What Solon said in ancient times holds true today, especially for the nation’s 41 million Blacks, whose debt-to-asset ratios eclipse that of Whites by nearly 50%.
Whether the principal commodity is cotton or cars or credit, debt, dishonor, and alienation, or social death, remain central elements of the African American experience in the U.S. as evidenced by Flint’s water crisis and a prison industrial complex that jails more of its citizens than any country in the world, and more, even, in absolute numbers, than China, with a population that is five times larger.
The result is two nations in one, with Whites’ overall living standards rivaling Canada’s or Western Europe, while Blacks live a life that is closer in quality to Mexico or Palestine.
Whites in the main, exercise near-total control over the lives of Blacks in the workplace, at City Hall, and in the schools. Consider this: the poisoning of Flint’s water supply is a prime example of Critical Race Theory (CRT), which explores the institutional foundations of enduring racial disparities.
But the teaching of CRT, as it’s come to be known, has been banned by 66 states and local school boards across the country; Michigan is one of several states considering a ban.
“All we’re doing is carrying out the curriculum that has been handed down to us by White people, “ Sharrieff De’Johnette, the founder of the Heights Community Project in Hampton, Virginia, told the Minnesota Spokesman-Recorder in an interview. “We, as African Americans, are a serf population that is owned by the king and that king is White people,” said De’Johnette, who recently obtained a doctoral degree in education.
“We get confused because no one is in bondage but . . .all we know is a colonial world populated with neo-plantations. Who built and theorized all those spaces? Who built and created all those spaces? White people did.”
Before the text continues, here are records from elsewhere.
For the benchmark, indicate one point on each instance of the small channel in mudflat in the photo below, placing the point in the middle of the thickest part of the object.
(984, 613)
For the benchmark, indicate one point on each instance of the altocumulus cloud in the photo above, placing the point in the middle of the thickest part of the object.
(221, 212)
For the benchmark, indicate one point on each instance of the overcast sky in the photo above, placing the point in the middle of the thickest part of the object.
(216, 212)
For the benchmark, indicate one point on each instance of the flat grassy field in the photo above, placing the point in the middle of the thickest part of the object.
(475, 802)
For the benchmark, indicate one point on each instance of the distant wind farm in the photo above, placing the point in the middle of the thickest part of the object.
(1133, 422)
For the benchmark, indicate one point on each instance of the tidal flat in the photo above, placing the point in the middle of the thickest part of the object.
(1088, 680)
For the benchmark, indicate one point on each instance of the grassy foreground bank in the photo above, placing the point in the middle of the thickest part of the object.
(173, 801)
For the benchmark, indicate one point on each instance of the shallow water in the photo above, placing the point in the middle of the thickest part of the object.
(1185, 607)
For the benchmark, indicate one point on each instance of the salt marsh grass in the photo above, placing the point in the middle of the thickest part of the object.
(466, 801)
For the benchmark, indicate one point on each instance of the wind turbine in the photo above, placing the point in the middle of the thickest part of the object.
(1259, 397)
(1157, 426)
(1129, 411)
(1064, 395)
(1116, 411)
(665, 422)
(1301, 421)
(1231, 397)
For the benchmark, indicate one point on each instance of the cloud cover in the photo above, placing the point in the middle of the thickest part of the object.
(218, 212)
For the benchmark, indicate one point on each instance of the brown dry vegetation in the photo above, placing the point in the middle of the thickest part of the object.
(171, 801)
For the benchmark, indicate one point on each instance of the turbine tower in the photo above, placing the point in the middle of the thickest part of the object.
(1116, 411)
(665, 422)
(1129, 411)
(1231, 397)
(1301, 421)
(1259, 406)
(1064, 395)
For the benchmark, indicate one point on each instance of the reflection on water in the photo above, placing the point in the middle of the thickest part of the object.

Continuing, he took aim at Barack Obama and the Congressional Black Caucus. “Nothing [Obama] did was for the empowerment of Black people; he merely carried out what he had been instructed to do. . . .The CBC is just one big plantation as well. They don’t do anything to empower Black people. Give me an example when the CBC has acted independently of the Democratic party; they’re a colony.”
De’Johnette said that the first step for the emancipation for African Americans is acknowledging their lack of self-determination, much as alcoholics must acknowledge their condition before they can begin to address it. He invoked the quote famously attributed to Harriet Tubman:
“I freed a thousand slaves,” Tubman reportedly said in response to a reporter’s question, “I could have freed a thousand more if I could’ve only convinced them they were slaves.”
Jon Jeter is a contributing writer at the Minnesota Spokesman-Recorder, who has also served stints at the Minneapolis Star Tribune, and The Washington Post, among others.